Why are privacy policies important for websites?
- United States
- 02/06/2003
- Aresty International Law Offices, P.C
What is the purpose for web site privacy policies?
By: Andrew S. Breines
Aresty International Law Offices, P.C.
www.cyberspaceattorney.com
Global Law for the Digital Agesm
Privacy policies were designed to inform a web site user of the site owner’s collection of personally identifiable information and the use, if any, of that information. Standards agencies like the Better Business Bureau and eTrust developed forms of privacy policies and compliance programs. The European Union, Canada, Hong Kong and New Zealand all have enacted rules and regulations for companies that collect personally identifiable information. The United States has not, preferring instead to permit individual companies, states and watchdog agencies the ability to enforce privacy policies as contracts. However, the United States has enacted several federal laws designed to protect certain classes of Internet users:
• The Gramm-Leach-Bliley Act of 1999 governs the collection and dissemination of consumers’ non-public personal financial information by financial institutions.
• The Electronic Communications Privacy Act prohibits the unauthorized use, disclosure or interception of electronic communications. Typically called the “Wiretap Act”, it has been applied to email and network hacking violations.
• The Health Insurance Portability and Accountability Act of 1996 prohibits covered entities from disclosing protected health information to third parties without the patient’s prior consent; limits the use or disclosure of protected health information to the minimum necessary to accomplish the intended purpose of the use; increases patients’ control over their medical information.
• Children’s Online Privacy Protection Act controls access to the personal information of children under the age of 13.
The Federal Trade Commission has made recommendations that define four areas that should be covered by any privacy policy:
1. Notice: The site must provide clear and conspicuous notice of the information practices including what is collected, how it’s collected, how it is used, how the site provides choice, access and security to users, whether the site discloses the information to other entities, and whether other entities are collecting information through the site.
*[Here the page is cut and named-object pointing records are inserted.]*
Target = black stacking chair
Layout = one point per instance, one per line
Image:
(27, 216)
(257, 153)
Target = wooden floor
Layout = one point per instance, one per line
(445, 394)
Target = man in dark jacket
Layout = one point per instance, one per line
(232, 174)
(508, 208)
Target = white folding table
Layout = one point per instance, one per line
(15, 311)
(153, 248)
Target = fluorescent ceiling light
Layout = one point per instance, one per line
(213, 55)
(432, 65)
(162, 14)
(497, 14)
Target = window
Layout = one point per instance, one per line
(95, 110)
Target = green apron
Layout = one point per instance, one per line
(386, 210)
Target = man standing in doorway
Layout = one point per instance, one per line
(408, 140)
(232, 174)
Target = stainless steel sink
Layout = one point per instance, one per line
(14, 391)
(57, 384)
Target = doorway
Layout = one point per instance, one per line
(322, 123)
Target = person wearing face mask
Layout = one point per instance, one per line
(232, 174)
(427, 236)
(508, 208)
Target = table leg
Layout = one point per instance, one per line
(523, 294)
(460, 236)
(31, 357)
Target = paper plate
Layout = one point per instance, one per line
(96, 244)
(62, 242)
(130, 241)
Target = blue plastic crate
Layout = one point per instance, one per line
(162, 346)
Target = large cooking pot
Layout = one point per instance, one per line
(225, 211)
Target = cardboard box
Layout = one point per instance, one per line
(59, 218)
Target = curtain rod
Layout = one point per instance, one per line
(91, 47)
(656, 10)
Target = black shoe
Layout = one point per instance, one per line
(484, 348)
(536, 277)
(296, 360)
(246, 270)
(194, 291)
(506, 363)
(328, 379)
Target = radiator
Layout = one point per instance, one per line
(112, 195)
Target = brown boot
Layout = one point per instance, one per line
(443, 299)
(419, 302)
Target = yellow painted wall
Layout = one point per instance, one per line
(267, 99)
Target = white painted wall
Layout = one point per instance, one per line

2. Choice: The site should provide users with choices as to how their personally identifiable information is used beyond the use for which the information was provided (shipping, for instance). Such choice would include both internal secondary uses and external uses. Typically, the choice for users is the ability to “opt out” of any secondary use.
3. Access: Sites should be required to offer users reasonable access to the information a site has collected about them, including a reasonable opportunity to review information, correct inaccuracies and delete information.
4. Security: Sites should be required to take reasonable steps to protect the security of the information they collect from consumers.
An important component to the above is the site owner’s adherence to the policy. The site owner should incorporate practices that will uphold the policy. If the policy says that the site will not share information, it should not share information. If the policy says the information will never be sold, it should not ever be sold. Regular audits of the policy and the site’s adherence should be conducted.
Violations of privacy policies can result in liability, lawsuits, bad press or even investigations by federal regulators. The violations may lead to civil or criminal liability and fines depending on the level of the violation, the harm caused and the secondary use of the information released due to the failure to adhere to the policy.